Our Priorities, Our Future put the Glen Eira community at the centre of a challenging conversation to shape financially sustainable decision making.

This multi-channel, widespread engagement project gave our community the time, connections and knowledge to discuss and decide on Council’s key spending priorities — bringing high-level planning and community empowerment to people from all walks of life.  

Like families, businesses and councils across Australia, we are feeling the impacts of rapid inflation and rising costs. We needed to look at the best — and most responsible — ways to spend the money the community trusts us to manage.   

We wanted our community to better understand the challenges and help us find the solutions. So, we asked the community: Which infrastructure or services are priorities? How can we best raise money, or make savings, to pay for what we value most? 


Who did we talk to? 

Council received feedback from thousands of residents in a range of ways.
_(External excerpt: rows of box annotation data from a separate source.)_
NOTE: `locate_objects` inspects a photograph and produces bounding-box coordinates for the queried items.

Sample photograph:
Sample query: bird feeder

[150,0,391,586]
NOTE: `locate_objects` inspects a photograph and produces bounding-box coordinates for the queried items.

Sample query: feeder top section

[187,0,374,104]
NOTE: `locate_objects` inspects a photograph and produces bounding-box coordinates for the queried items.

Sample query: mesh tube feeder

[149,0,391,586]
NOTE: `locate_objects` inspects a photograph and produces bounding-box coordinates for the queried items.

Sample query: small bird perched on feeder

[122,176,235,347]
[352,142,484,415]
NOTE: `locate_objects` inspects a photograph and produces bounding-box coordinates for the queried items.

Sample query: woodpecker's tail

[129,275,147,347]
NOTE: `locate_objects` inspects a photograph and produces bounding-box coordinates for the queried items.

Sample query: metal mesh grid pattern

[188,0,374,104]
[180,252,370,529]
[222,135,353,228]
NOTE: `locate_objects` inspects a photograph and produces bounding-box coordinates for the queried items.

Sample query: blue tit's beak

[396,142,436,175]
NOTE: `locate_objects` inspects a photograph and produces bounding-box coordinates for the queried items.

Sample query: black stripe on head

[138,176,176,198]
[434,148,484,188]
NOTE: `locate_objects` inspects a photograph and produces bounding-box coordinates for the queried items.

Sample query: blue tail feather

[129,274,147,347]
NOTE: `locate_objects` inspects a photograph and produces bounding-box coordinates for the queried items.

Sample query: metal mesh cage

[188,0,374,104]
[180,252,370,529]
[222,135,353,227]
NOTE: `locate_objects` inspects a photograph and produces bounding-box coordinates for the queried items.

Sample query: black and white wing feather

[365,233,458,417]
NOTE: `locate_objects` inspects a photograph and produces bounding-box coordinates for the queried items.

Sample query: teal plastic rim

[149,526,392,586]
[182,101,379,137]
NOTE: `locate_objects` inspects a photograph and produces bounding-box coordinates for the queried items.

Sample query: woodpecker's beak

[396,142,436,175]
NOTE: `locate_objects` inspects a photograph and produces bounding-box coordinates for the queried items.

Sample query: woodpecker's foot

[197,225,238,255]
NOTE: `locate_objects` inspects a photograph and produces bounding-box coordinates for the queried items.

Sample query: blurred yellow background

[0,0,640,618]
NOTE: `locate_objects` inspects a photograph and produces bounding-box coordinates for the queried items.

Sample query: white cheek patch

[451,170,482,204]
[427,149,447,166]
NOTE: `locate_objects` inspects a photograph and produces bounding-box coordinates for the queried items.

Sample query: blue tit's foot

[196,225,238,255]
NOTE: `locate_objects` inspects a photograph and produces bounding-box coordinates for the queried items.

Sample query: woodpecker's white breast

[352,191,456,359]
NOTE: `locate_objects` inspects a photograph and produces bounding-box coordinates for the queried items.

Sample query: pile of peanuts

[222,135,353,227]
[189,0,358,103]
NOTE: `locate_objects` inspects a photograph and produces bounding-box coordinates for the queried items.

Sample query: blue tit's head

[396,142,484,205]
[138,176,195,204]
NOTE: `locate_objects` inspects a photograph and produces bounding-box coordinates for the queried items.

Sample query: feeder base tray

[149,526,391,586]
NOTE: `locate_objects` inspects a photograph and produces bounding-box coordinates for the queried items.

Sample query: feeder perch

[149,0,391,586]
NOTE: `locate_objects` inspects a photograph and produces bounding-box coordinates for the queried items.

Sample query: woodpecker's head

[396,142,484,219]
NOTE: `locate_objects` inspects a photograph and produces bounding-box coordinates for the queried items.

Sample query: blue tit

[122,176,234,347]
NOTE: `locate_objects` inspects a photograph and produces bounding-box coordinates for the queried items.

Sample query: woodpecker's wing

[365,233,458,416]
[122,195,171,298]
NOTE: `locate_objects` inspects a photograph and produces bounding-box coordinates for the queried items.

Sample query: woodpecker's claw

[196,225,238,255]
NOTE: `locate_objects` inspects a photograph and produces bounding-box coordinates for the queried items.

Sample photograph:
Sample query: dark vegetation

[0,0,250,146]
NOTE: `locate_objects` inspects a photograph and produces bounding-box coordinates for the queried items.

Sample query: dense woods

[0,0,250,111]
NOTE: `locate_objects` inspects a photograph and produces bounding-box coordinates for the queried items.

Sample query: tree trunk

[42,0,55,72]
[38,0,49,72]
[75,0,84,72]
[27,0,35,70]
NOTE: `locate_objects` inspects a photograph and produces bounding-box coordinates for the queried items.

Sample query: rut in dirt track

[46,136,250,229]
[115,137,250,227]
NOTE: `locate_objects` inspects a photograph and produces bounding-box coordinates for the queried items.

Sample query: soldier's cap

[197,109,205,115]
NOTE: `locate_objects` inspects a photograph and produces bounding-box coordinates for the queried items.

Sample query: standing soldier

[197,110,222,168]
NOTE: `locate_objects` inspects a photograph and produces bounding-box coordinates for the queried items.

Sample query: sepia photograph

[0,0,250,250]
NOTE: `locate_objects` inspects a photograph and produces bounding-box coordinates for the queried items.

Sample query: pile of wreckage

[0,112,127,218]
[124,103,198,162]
We received nearly 2,000 community survey responses and conducted more than 2,300 conversations through 17 pop-up engagements.   

To make sure diverse voices were heard, we reached 420 people across four harder-to-reach cohorts. Together with translators, carers, teachers, advisory committees and community champions, we worked directly with multicultural groups, refugees, people with disabilities and seniors through 14 targeted engagement activities. We connected with 152 young people across five targeted pop-up sessions and held creative drawing activities with 54 children. 

Our Community Priorities Panel, a deliberative panel of 35 people, reflected our community’s demographics and diversity. It had access to a wide range of information and technical experts, and recommended to Council maintaining community wellbeing services, reviewing these services every four years, maximising existing assets and improving digital customer experience. 

Whether people had their say online, participated in the panel or drew a picture of what they like about Glen Eira, every response counted.   


What did the community say? 

The community was asked to prioritise our infrastructure and services, and provide ideas around raising money and making savings. 

The Our Priorities, Our Future community survey indicated the following services are most important to our community:

  1. Open space
  2. Recreation
  3. Roads, footpaths and cycling
  4. Waste
  5. Libraries
  6. Climate action

The community survey also showed:   

  • The services that are least important to our community are business support information services; seniors programs; diversity and inclusion programs; permits for building and planning; and community groups, grants and support.   
  • The community may be open to increasing fees and/or charges to maintain current service levels, with 52 per cent of the community responding in the ‘maybe’ range, but ‘no’ is the most common single response at 37 per cent.   
  • Sponsorships and partnerships are the preferred option for Council to raise money to maintain current services, followed by increasing user fees. 
  • Postponing building and/or replacing facilities is the preferred method for making savings. There is limited appetite for Council to reduce the range of services it delivers. 
  • The community may be open to Council reducing spending on some services if it means the same range of services could still be provided but to a lesser standard. 

What’s next for Council? 

Council unanimously committed to using the findings from Our Priorities, Our Future to inform future planning and decision-making — a genuine demonstration of increasing participation and bringing shared values together to respond to shared challenges and influence future prioritisation, spending and revenue raising.